BY JENNIFER WAI-LAN HUANG, PHOTOS BY MEGAN MCQUADE

In a hill above a gushing Catskill stream, tucked into the reds, yellows, and oranges of autumn's first leaves, a grand Victorian house presides over the dozing village of Fleischmanns, the Jewish resort town of yesteryear.  The house is an impressive 10-bedroom, 5,232-square-foot mansion, and it is painted entirely black - a single matte tone from its shingles to its shutters.  Silhouettes of peacocks adorn the sloping front lawn, and in the back yard is a faux graveyard where the owners bury in effigy things that they want to "put to rest" - like the New York Times art critic who gave their show a bad review this summer.  A sweet little pumpkin patch serves as the sole vegetable garden.  The property's dramatic presence is a fully realized vision, a chic, sly, whimsical, and above all artful haunted house.
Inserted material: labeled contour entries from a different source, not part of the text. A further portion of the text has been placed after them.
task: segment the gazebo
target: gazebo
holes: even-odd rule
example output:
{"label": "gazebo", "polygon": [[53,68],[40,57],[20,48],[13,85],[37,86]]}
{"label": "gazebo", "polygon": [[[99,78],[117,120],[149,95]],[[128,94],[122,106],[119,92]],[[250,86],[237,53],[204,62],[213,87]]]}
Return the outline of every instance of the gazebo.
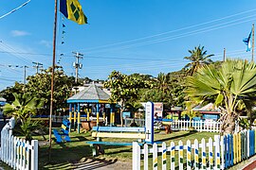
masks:
{"label": "gazebo", "polygon": [[[99,88],[94,83],[90,86],[86,87],[84,90],[79,92],[78,94],[74,94],[73,96],[67,99],[67,103],[69,104],[69,121],[71,123],[72,119],[74,119],[74,126],[76,126],[76,117],[77,117],[77,124],[78,124],[78,130],[80,132],[80,125],[81,125],[81,106],[87,104],[87,105],[96,105],[96,117],[97,117],[97,126],[99,126],[100,120],[100,108],[103,104],[105,108],[105,104],[110,105],[110,125],[114,125],[115,122],[115,112],[114,107],[112,103],[108,101],[110,95],[106,94],[103,90]],[[89,120],[90,111],[87,109],[87,121]],[[72,118],[72,113],[74,117]],[[102,113],[103,120],[105,120],[105,112]]]}
{"label": "gazebo", "polygon": [[7,103],[7,99],[0,97],[0,106],[4,106]]}

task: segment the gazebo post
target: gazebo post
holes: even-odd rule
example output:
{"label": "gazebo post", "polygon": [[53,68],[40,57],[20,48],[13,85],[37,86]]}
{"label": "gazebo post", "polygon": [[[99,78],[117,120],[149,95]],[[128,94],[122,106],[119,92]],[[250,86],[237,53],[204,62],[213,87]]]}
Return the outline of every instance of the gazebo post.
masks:
{"label": "gazebo post", "polygon": [[80,125],[81,125],[81,121],[80,121],[80,103],[78,103],[78,133],[80,133]]}
{"label": "gazebo post", "polygon": [[103,121],[104,121],[104,123],[105,123],[105,126],[106,126],[106,112],[105,112],[105,107],[106,107],[106,104],[104,104],[104,109],[103,109]]}
{"label": "gazebo post", "polygon": [[100,112],[99,112],[99,104],[96,104],[96,121],[97,121],[97,127],[99,127],[99,122],[100,122]]}
{"label": "gazebo post", "polygon": [[[74,130],[76,130],[76,117],[77,117],[77,105],[74,104],[74,117],[73,117],[73,120],[74,120]],[[71,124],[71,122],[70,122]]]}
{"label": "gazebo post", "polygon": [[90,110],[89,108],[86,109],[86,112],[87,112],[87,121],[90,120]]}
{"label": "gazebo post", "polygon": [[69,117],[68,120],[70,122],[69,124],[69,132],[71,131],[71,122],[72,122],[72,103],[69,103]]}
{"label": "gazebo post", "polygon": [[110,105],[110,126],[113,127],[115,125],[115,112],[114,112],[114,105]]}

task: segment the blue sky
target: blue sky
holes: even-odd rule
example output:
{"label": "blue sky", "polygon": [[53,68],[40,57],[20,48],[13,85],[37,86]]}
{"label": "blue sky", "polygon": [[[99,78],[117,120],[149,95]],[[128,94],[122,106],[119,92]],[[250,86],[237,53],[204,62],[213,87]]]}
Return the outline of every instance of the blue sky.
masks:
{"label": "blue sky", "polygon": [[[0,16],[27,0],[1,0]],[[255,0],[80,0],[88,25],[58,13],[56,62],[74,75],[72,52],[83,54],[79,76],[106,79],[113,71],[156,76],[180,70],[189,49],[204,45],[213,60],[223,49],[229,58],[250,60],[242,40],[256,20]],[[0,19],[0,90],[23,82],[52,64],[54,0],[31,0]],[[62,24],[65,27],[62,27]],[[63,34],[62,32],[65,33]],[[63,38],[62,38],[63,37]],[[62,41],[64,42],[62,44]],[[60,58],[60,54],[64,54]],[[11,65],[10,67],[9,65]],[[16,65],[18,67],[16,67]]]}

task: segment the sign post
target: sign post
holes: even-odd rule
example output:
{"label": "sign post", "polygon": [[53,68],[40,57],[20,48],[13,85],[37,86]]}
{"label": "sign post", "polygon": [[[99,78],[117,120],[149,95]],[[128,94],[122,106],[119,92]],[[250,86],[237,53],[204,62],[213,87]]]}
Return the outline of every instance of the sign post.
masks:
{"label": "sign post", "polygon": [[146,119],[145,119],[145,128],[146,128],[146,143],[154,143],[154,103],[146,103]]}

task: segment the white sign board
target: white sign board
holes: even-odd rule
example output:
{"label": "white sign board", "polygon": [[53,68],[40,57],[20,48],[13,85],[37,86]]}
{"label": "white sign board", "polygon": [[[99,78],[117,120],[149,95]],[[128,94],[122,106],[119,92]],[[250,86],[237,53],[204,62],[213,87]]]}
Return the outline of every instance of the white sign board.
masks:
{"label": "white sign board", "polygon": [[146,143],[154,143],[154,103],[146,103],[146,119],[145,119],[145,128],[146,128]]}

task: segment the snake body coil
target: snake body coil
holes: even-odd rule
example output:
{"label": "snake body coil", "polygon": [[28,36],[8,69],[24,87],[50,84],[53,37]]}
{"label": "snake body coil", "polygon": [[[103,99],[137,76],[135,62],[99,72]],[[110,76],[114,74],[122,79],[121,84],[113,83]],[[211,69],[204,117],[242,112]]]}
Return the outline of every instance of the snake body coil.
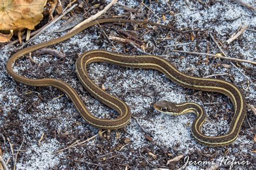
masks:
{"label": "snake body coil", "polygon": [[[76,90],[65,82],[53,79],[28,79],[18,75],[13,69],[16,61],[24,55],[64,41],[82,31],[96,24],[114,22],[150,24],[178,31],[168,26],[147,21],[115,18],[98,19],[89,23],[74,32],[68,33],[63,37],[27,47],[18,52],[8,60],[6,66],[7,72],[15,80],[27,85],[52,86],[57,88],[69,96],[77,110],[88,123],[102,129],[117,129],[124,126],[129,122],[131,118],[130,108],[123,101],[110,95],[98,87],[90,79],[86,71],[86,66],[91,62],[104,62],[127,67],[156,69],[164,74],[170,80],[181,86],[198,90],[217,92],[228,96],[234,108],[234,116],[228,133],[225,135],[217,137],[208,137],[204,135],[200,131],[206,117],[203,110],[200,115],[201,116],[198,114],[198,118],[193,122],[193,125],[191,129],[192,133],[200,143],[208,146],[224,146],[234,141],[238,136],[246,115],[245,102],[239,89],[233,84],[224,80],[196,77],[185,74],[179,72],[169,61],[159,56],[129,56],[103,50],[94,50],[86,52],[78,58],[76,62],[76,72],[83,86],[93,96],[107,106],[117,111],[120,114],[117,118],[111,120],[99,119],[91,114]],[[185,107],[188,105],[188,104],[185,105],[183,107],[184,109],[185,109]],[[191,109],[190,111],[193,112]]]}

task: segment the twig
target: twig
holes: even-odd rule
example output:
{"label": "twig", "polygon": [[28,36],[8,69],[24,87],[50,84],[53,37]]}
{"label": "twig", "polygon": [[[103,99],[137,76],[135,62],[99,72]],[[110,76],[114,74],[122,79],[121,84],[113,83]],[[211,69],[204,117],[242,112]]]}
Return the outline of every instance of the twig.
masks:
{"label": "twig", "polygon": [[207,75],[206,76],[204,76],[204,78],[209,78],[211,77],[214,77],[214,76],[217,76],[219,75],[228,75],[228,74],[227,73],[220,73],[220,74],[212,74],[212,75]]}
{"label": "twig", "polygon": [[[214,37],[212,36],[212,34],[211,33],[210,34],[210,36],[211,37],[211,38],[212,38],[212,39],[213,40],[213,41],[215,42],[215,44],[216,44],[216,45],[217,46],[218,48],[219,49],[219,50],[221,52],[221,53],[225,55],[225,56],[226,58],[227,58],[227,54],[226,54],[226,53],[221,48],[220,48],[220,46],[219,45],[219,44],[218,43],[217,41],[216,41],[216,40],[215,39]],[[224,56],[223,56],[224,57]],[[236,59],[236,60],[238,60],[238,59]],[[245,61],[248,61],[248,60],[245,60]],[[251,79],[249,78],[247,75],[246,75],[245,74],[244,74],[244,73],[242,73],[242,71],[241,71],[240,70],[240,69],[239,69],[238,68],[237,68],[237,66],[235,66],[235,65],[233,63],[233,62],[230,62],[230,63],[233,66],[234,66],[240,73],[241,73],[241,74],[242,74],[242,75],[244,75],[244,76],[245,76],[245,77],[246,77],[251,83],[252,85],[254,86],[254,87],[256,87],[256,84],[254,84],[254,82],[253,82],[253,81],[252,80],[251,80]],[[254,64],[254,65],[256,65],[256,62],[253,62],[253,61],[250,61],[250,62],[249,63],[252,63],[252,64]]]}
{"label": "twig", "polygon": [[142,124],[139,123],[139,121],[138,120],[138,119],[136,117],[132,115],[132,117],[133,118],[134,118],[137,123],[138,123],[138,124],[139,125],[139,126],[142,129],[142,130],[146,133],[146,134],[149,134],[151,136],[151,137],[153,137],[153,136],[152,135],[152,134],[151,134],[150,132],[147,132],[147,130],[146,129],[145,129],[142,125]]}
{"label": "twig", "polygon": [[34,55],[48,54],[52,55],[58,59],[62,59],[66,57],[66,55],[62,54],[62,53],[59,52],[58,51],[50,48],[40,49],[33,52]]}
{"label": "twig", "polygon": [[247,62],[247,63],[250,63],[256,65],[256,62],[254,62],[254,61],[249,61],[249,60],[242,60],[242,59],[234,59],[234,58],[230,58],[230,57],[223,56],[221,56],[221,55],[215,55],[215,54],[212,54],[193,52],[190,52],[190,51],[174,50],[174,49],[171,49],[171,50],[170,50],[170,51],[172,51],[173,52],[182,53],[194,54],[194,55],[207,55],[207,56],[213,56],[213,57],[220,58],[220,59],[221,59],[230,60],[235,61],[238,61],[238,62]]}
{"label": "twig", "polygon": [[137,47],[139,47],[139,45],[135,43],[133,41],[129,39],[125,39],[123,38],[114,37],[114,36],[109,36],[109,39],[110,40],[116,40],[116,41],[120,41],[122,42],[125,42],[125,43],[127,43],[127,44],[132,44],[133,45],[136,45],[136,46]]}
{"label": "twig", "polygon": [[56,22],[57,22],[58,20],[60,19],[64,16],[65,16],[66,14],[69,12],[71,10],[72,10],[75,7],[77,6],[77,4],[74,4],[73,6],[70,7],[68,10],[67,10],[65,12],[63,13],[63,15],[60,15],[58,17],[56,18],[55,19],[53,19],[51,21],[51,23],[48,25],[46,26],[45,26],[44,29],[42,29],[39,32],[38,32],[38,33],[37,33],[36,35],[35,35],[33,37],[32,37],[31,39],[30,39],[28,41],[25,42],[20,48],[19,49],[21,49],[23,48],[25,46],[26,46],[28,43],[29,43],[30,41],[33,40],[36,37],[40,35],[43,32],[45,31],[47,29],[48,29],[49,27],[52,26],[53,24],[55,24]]}
{"label": "twig", "polygon": [[245,3],[244,2],[242,2],[241,0],[236,0],[235,1],[237,3],[239,3],[241,5],[245,6],[245,8],[248,8],[248,9],[252,11],[256,10],[255,8],[253,8],[247,4]]}
{"label": "twig", "polygon": [[[102,131],[102,133],[104,133],[104,132],[105,132],[106,131],[106,130],[104,130],[104,131]],[[69,146],[66,147],[65,147],[65,148],[63,148],[63,149],[61,149],[61,150],[58,150],[58,151],[56,151],[56,152],[55,152],[52,153],[52,154],[57,154],[57,153],[60,153],[60,152],[63,152],[63,151],[65,151],[65,150],[68,150],[68,149],[69,149],[69,148],[71,148],[71,147],[76,147],[76,146],[78,146],[78,145],[83,145],[83,144],[85,144],[85,143],[88,142],[89,141],[93,139],[94,138],[96,138],[97,136],[98,136],[98,135],[99,135],[99,133],[96,134],[95,134],[95,136],[92,136],[91,137],[90,137],[90,138],[89,138],[89,139],[86,139],[86,140],[84,140],[84,141],[81,141],[81,142],[79,142],[79,143],[77,143],[76,144],[71,145],[70,145],[70,146]]]}
{"label": "twig", "polygon": [[109,152],[109,153],[107,153],[103,154],[102,155],[99,155],[99,156],[98,156],[98,157],[97,157],[97,159],[99,159],[99,158],[103,158],[103,157],[108,156],[108,155],[109,155],[112,154],[113,153],[113,152]]}
{"label": "twig", "polygon": [[246,31],[252,31],[254,32],[256,32],[256,30],[252,29],[247,29]]}
{"label": "twig", "polygon": [[[157,17],[157,18],[158,18],[158,19],[159,20],[161,20],[161,18],[160,18],[156,14],[156,13],[154,12],[154,11],[153,11],[149,6],[147,6],[147,5],[146,5],[145,4],[144,4],[143,2],[142,2],[141,3],[142,4],[143,4],[143,5],[145,6],[145,7],[146,7],[146,8],[147,8],[149,9],[149,10],[150,10],[152,13],[153,13],[153,14],[156,16],[156,17]],[[165,22],[164,20],[164,22],[165,23]]]}
{"label": "twig", "polygon": [[204,105],[212,105],[212,104],[220,104],[220,103],[219,102],[204,103]]}
{"label": "twig", "polygon": [[19,146],[19,148],[18,149],[19,151],[16,151],[16,154],[15,154],[15,164],[14,164],[14,169],[16,169],[16,165],[17,165],[17,159],[18,158],[18,154],[19,153],[19,151],[21,151],[22,146],[23,146],[24,144],[24,141],[25,141],[25,138],[23,137],[23,139],[22,140],[22,144],[21,144],[21,146]]}
{"label": "twig", "polygon": [[1,155],[0,155],[0,162],[1,162],[2,165],[4,167],[4,170],[8,170],[8,168],[7,167],[7,165],[5,164],[5,162],[3,159],[3,158]]}
{"label": "twig", "polygon": [[[56,18],[57,18],[56,16],[55,17],[55,18],[54,18],[54,19],[55,19]],[[41,27],[40,29],[39,29],[38,30],[35,31],[34,32],[33,32],[32,33],[31,33],[30,34],[30,36],[33,36],[33,35],[36,34],[37,34],[37,33],[38,33],[39,31],[41,31],[42,30],[43,30],[44,28],[45,28],[46,26],[48,26],[48,25],[49,25],[50,24],[50,23],[47,23],[46,24],[45,24],[45,25],[44,25],[44,26],[42,26],[42,27]],[[26,38],[26,36],[24,36],[22,37],[22,39],[24,39]],[[18,43],[18,42],[19,42],[19,39],[16,39],[16,40],[14,40],[14,41],[11,41],[11,42],[10,42],[10,43],[9,43],[9,44],[8,44],[8,45],[15,45],[15,44]]]}
{"label": "twig", "polygon": [[241,29],[239,31],[238,31],[234,36],[232,37],[231,37],[230,39],[228,39],[226,41],[227,44],[230,44],[234,41],[235,39],[236,39],[238,37],[239,37],[248,28],[248,26],[245,25],[244,26],[244,27]]}
{"label": "twig", "polygon": [[90,23],[92,20],[93,20],[96,19],[97,18],[99,17],[101,15],[102,15],[103,13],[104,13],[106,11],[107,11],[112,5],[113,5],[114,4],[116,4],[118,0],[112,0],[111,3],[110,3],[107,5],[106,5],[104,9],[100,11],[97,12],[96,14],[91,16],[89,18],[87,18],[82,23],[80,23],[79,24],[77,24],[76,26],[75,26],[73,29],[72,29],[69,32],[71,32],[77,29],[78,28],[80,27],[82,25],[84,25],[87,23]]}
{"label": "twig", "polygon": [[0,136],[2,137],[2,138],[3,138],[3,140],[4,140],[4,145],[5,145],[5,138],[4,138],[4,135],[2,134],[1,133],[0,133]]}
{"label": "twig", "polygon": [[251,104],[247,104],[247,105],[250,108],[251,110],[253,112],[255,116],[256,116],[256,109]]}
{"label": "twig", "polygon": [[174,46],[178,46],[180,45],[189,45],[189,44],[195,44],[196,42],[188,42],[188,43],[182,43],[182,44],[173,44],[173,45],[166,45],[165,46],[165,47],[174,47]]}
{"label": "twig", "polygon": [[12,155],[12,159],[14,162],[14,170],[15,170],[15,155],[14,154],[14,148],[12,147],[12,144],[11,143],[11,141],[9,138],[7,138],[7,140],[10,144],[10,147],[11,148],[11,154]]}
{"label": "twig", "polygon": [[98,25],[99,25],[99,27],[100,28],[100,29],[102,30],[102,31],[103,32],[103,33],[104,34],[105,36],[106,36],[106,38],[107,38],[107,39],[109,40],[109,41],[110,41],[110,43],[111,43],[112,45],[113,46],[113,47],[114,47],[114,49],[116,50],[117,48],[117,47],[116,47],[116,46],[113,44],[113,42],[110,40],[110,39],[109,38],[109,37],[107,36],[107,35],[106,34],[106,33],[105,32],[104,30],[102,29],[102,26],[100,25],[100,24],[99,24],[99,23],[98,23],[98,22],[96,20],[97,23],[98,23]]}

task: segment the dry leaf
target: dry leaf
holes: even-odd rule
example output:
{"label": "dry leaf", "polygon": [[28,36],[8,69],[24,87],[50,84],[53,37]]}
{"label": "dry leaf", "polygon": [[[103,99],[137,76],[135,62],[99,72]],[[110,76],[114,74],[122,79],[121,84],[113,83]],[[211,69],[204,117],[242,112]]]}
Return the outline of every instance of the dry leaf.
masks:
{"label": "dry leaf", "polygon": [[167,161],[166,165],[169,165],[169,164],[170,164],[170,162],[178,162],[178,161],[179,161],[179,160],[180,160],[180,159],[181,159],[182,158],[183,158],[183,157],[184,157],[184,155],[181,155],[176,157],[175,157],[175,158],[173,158],[173,159],[170,159],[170,160],[168,160],[168,161]]}
{"label": "dry leaf", "polygon": [[124,142],[125,144],[127,144],[130,142],[130,138],[125,138],[125,139],[124,139]]}
{"label": "dry leaf", "polygon": [[216,55],[216,56],[223,56],[223,55],[222,54],[222,53],[217,53],[215,55]]}
{"label": "dry leaf", "polygon": [[153,158],[157,158],[157,155],[154,154],[153,153],[149,152],[149,154],[153,157]]}
{"label": "dry leaf", "polygon": [[0,0],[0,30],[33,30],[46,0]]}
{"label": "dry leaf", "polygon": [[163,20],[164,21],[165,21],[166,20],[166,18],[165,17],[164,15],[163,15]]}
{"label": "dry leaf", "polygon": [[206,170],[216,170],[219,169],[219,167],[220,166],[218,164],[215,163],[214,164],[211,166],[210,167],[207,168]]}
{"label": "dry leaf", "polygon": [[221,66],[223,66],[225,68],[229,68],[230,67],[231,67],[231,66],[229,65],[227,65],[227,64],[221,64]]}
{"label": "dry leaf", "polygon": [[104,86],[104,84],[102,84],[102,89],[104,90],[104,91],[106,90],[106,88]]}
{"label": "dry leaf", "polygon": [[62,9],[62,3],[60,1],[58,1],[58,5],[56,8],[56,12],[58,15],[62,15],[63,9]]}
{"label": "dry leaf", "polygon": [[153,139],[151,137],[150,137],[149,135],[145,134],[144,136],[146,138],[146,139],[147,139],[147,140],[150,141],[153,141]]}
{"label": "dry leaf", "polygon": [[191,35],[191,41],[193,42],[194,40],[195,37],[193,34]]}
{"label": "dry leaf", "polygon": [[14,30],[11,30],[9,34],[4,34],[0,33],[0,42],[6,42],[10,41],[14,34]]}

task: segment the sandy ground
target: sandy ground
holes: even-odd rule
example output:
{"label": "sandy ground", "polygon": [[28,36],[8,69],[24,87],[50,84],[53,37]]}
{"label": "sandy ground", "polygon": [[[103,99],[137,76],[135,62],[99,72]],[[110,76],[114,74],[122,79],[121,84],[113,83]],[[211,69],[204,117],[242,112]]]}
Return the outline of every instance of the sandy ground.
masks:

Rob Pruitt and Jonathan Horowitz, two Manhattan artists, are the masterminds behind this domestic piece de resistance, which they have christened Peacock Hill.  Pruitt - a painter and the creator of the exhibition "101 Art Ideas That You Can Do Yourself," a manual for people who want to dabble in the daunting world of conceptual art (www.e-flux.com/projects/Pruitt) - needed more space for his work.  And when the rent on his city studio escalated, he and Horowitz began to look for a place in the country.  Their search eventually led them, in 2001, to this late-Victorian, shingle-style gem.

A third-floor bedroom
Originally built in 1885 by the Jenkins family and called The Jenkins Cottage, the house has been owned by about five different families, including members of the Steinway piano clan.  At one time during its colorful history, the place operated as a boarding house - every bedroom door bears a small brass number.  Despite a lack of up-keep and maintenance, the house had remained miraculously well preserved.  Underneath some cosmetic deterioration, peeling paint, and one hell of a mess, the two men could see that the house was extraordinary.  Little was altered over the decades.  (When buying an old house, Pruitt asserts, it's always better to buy from people who don't have money to make renovations and additions.) Every molding and detail was intact, with oak interiors on the first floor, chestnut on the second, and pine on the third.  There is a kind of flight of fancy evident in the home's original Victorian architecture.  There is a bathroom in every bedroom, and above the building's dormer windows are eccentric, circular-shaped eyelids.  Otherwise, the architecture of the house is pared down compared to others in its era, and has more open, high-ceilinged space in its interior.

Pruitt's painting studio.
Inspired, the two artists went to work on the house.  The first step was to strip the 1950s composite siding (which had protected the pine clapboard beneath) and to hire a carpenter to restore the exterior molding and original cedar shingles.  Then they replaced the plumbing and electrical inside, returned all the bathroom fixtures to authentic period pieces, changed the interior lighting, and re-plastered the walls.  This glorious restoration was done on a lean budget and took less than a year and a half, bringing the house back to its former beauty with little pomp and circumstance.